Summary: The fastest solution to a problem happens when many people independently take different approaches to solving it.


Large problems can usually be broken up into smaller specific problems.

There are six distinct approaches to developing a good solution to a specific problem. You can’t know beforehand which approach is fastest because it depends on too many variables and you don’t have enough information.

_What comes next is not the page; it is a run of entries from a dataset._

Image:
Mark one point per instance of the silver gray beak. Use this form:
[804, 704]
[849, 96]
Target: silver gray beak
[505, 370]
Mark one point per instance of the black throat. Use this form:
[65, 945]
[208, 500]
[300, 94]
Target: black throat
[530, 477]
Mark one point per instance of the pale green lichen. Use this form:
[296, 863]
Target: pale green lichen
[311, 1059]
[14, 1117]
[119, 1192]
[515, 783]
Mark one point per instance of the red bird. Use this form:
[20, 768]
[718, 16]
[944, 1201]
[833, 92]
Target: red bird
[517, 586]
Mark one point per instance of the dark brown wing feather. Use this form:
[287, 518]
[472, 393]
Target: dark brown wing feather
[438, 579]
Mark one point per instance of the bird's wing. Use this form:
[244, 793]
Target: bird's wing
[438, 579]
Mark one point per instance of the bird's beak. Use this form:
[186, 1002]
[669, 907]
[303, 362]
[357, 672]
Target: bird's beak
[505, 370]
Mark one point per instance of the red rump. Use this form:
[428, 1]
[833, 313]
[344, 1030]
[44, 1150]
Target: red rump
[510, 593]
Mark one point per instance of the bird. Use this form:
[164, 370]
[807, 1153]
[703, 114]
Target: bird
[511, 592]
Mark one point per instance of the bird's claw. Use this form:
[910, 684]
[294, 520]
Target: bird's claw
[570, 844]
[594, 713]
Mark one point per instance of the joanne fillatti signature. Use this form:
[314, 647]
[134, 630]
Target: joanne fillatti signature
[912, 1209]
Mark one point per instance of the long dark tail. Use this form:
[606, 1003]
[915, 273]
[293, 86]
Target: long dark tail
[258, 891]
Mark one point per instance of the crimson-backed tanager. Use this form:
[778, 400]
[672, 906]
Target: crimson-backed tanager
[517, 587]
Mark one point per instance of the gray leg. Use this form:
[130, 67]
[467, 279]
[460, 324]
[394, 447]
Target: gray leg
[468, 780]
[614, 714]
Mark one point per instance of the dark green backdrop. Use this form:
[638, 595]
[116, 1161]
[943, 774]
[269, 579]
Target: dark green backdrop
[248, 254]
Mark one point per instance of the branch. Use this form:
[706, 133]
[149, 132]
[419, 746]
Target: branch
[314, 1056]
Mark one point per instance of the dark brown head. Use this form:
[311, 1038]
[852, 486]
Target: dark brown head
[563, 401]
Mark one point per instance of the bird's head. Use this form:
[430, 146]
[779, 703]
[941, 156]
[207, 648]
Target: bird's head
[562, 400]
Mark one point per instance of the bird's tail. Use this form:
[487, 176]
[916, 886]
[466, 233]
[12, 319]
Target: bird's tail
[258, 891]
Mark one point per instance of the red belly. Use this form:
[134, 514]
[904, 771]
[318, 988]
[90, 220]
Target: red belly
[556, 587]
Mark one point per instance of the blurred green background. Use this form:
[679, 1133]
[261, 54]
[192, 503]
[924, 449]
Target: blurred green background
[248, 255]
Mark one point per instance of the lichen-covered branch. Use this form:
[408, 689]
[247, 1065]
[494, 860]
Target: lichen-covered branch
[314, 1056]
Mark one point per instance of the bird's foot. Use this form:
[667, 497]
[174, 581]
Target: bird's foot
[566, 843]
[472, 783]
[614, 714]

If you and your collaborators have enough resources to support it, the fastest route to a good solution is to tackle the problem from all 6 angles at once (i.e. “Six Ways to Sunday”) and share your progress as you go:

  1. Use an existing product you already have on hand, already know how to use, and already know will do the job. You test it for this application and it works.
  2. Buy an existing product you’ve used in the past but don’t have on hand. When it arrives, you test it for this application and it works.
  3. Buy an existing product you’ve never used before, but you think (because of experience or because of the spec sheet) will do the job. You test it and it works.
  4. Buy an existing product that isn’t specified for what you need, but you suspect will work, so you buy it and test it to confirm your suspicion. You test it and it works.
  5. Back an external (i.e. crowd-funded or other contracted) campaign to design, build and test what you need.
  6. Design, build, and test a product that does what you think you need. This has several additional dimensions of its own:
    1. Design from scratch vs. tweaking the designs of existing products. People searching for #’s 3, 4 and 5 can feed into this by notifying team-mates of potential jumping-off points.
    2. There’s a continuum between designing the heck out of concepts (i.e. lots of calculations and white papers) with too little testing (Yin), and testing the heck out of concepts with too little analysis (Yang). Effective engineering is a balance of the two, but a broad range of Yin/Yang balances can work, and you can’t know in advance which balance delivers a good solution fastest.

If you do create a new solution, be sure to profit from your efforts by selling your solution to other teams, whether it’s through crowd-funding or conventional marketing & sales. If you needed it and couldn’t find it, it’s likely that someone else needed it and couldn’t find it too.